Autrefois, un roi féroce et tyrannique décréta que tous ses sujets devaient se prosterner devant lui et à son passage, mettre le front à terre.
Tous obéirent à cette injonction et, comme des moutons, s’exécutèrent avec un empressement servile. Si, parmi son malheureux peuple, quelqu’un s’était avisé de le contredire, bien évidemment, il aurait eu la tête tranchée. Or, parmi tous ceux qui préféraient l’humiliation à la mort, il y avait un qui avait adopté un choix bien différent et jamais il n’aurait baissé le regard ou plié le genou.
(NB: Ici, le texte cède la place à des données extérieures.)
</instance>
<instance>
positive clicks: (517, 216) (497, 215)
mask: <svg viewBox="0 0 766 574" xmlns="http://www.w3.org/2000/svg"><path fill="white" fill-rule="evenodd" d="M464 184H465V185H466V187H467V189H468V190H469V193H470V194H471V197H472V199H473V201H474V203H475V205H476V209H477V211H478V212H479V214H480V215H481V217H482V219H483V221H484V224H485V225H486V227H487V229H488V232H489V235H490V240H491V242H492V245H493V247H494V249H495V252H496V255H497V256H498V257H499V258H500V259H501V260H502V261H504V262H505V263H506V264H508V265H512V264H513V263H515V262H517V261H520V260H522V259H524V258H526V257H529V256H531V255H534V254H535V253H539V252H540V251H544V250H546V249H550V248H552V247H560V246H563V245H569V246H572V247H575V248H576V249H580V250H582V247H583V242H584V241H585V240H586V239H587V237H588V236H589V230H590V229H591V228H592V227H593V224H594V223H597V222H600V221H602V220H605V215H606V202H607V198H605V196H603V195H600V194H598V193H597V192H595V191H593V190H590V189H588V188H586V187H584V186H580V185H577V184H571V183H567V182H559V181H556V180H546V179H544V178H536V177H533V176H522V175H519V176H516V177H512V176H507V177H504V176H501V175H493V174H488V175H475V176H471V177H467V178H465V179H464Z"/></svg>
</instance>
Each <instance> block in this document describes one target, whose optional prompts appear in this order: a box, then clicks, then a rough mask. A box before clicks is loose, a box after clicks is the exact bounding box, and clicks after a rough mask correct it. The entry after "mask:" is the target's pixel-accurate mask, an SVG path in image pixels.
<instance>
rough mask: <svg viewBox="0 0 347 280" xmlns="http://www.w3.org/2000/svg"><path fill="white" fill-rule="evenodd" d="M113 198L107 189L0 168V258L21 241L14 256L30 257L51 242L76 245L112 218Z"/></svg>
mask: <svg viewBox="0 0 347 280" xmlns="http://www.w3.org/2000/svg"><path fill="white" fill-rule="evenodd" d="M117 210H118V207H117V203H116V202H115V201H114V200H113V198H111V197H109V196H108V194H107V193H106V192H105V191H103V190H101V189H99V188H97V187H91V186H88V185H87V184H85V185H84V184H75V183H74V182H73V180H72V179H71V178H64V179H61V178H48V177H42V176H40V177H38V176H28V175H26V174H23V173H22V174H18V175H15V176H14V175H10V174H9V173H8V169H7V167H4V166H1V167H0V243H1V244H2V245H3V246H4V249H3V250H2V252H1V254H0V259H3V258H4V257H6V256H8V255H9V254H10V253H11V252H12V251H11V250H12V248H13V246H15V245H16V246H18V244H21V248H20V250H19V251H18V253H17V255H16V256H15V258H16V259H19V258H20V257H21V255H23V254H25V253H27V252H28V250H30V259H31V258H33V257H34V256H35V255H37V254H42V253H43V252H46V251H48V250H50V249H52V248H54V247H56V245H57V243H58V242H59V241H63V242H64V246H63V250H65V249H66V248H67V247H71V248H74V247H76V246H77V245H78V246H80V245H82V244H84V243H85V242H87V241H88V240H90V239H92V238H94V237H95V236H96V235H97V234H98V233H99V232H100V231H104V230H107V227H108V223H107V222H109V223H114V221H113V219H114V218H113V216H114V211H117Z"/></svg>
Ayant eu vent de cette attitude scélérate, le monarque, fort courroucé, laissa éclater sa colère et dit au rebelle :
- Sais-tu combien il est dangereux de bafouer l’honneur royal ? J’exige que sur l’heure tu te soumettes !
Mais le hardi jeune homme tint tête et déclara fièrement :
- Qu’est-ce un homme à genoux sinon un mouton ou pire un esclave ? Que valent donc votre sceptre et votre couronne si vous gouvernez une assemblée de lâches ? Si parmi tous ces gens, un seul ose vous défier et se tient debout, n’y gagnerez-vous pas honneur et gloire ? Quel mérite à diriger un royaume de couards ? Si, cependant, un seul doit servir, par son courage, votre image, alors je serai celui-là.
Le roi, flatté par ce discours, convint de sa justesse et décida, d’un ton magnanime, que toute cette mascarade devait cesser sans tarder afin que chacun retrouve sa dignité. Ce faisant, il ignorait, bien évidemment, qu’en agissant ainsi, il servait plus la cause de son peuple que la sienne, puisque la peur déserta définitivement son royaume. Et tous purent, enfin, connaître le goût ineffable de la paix.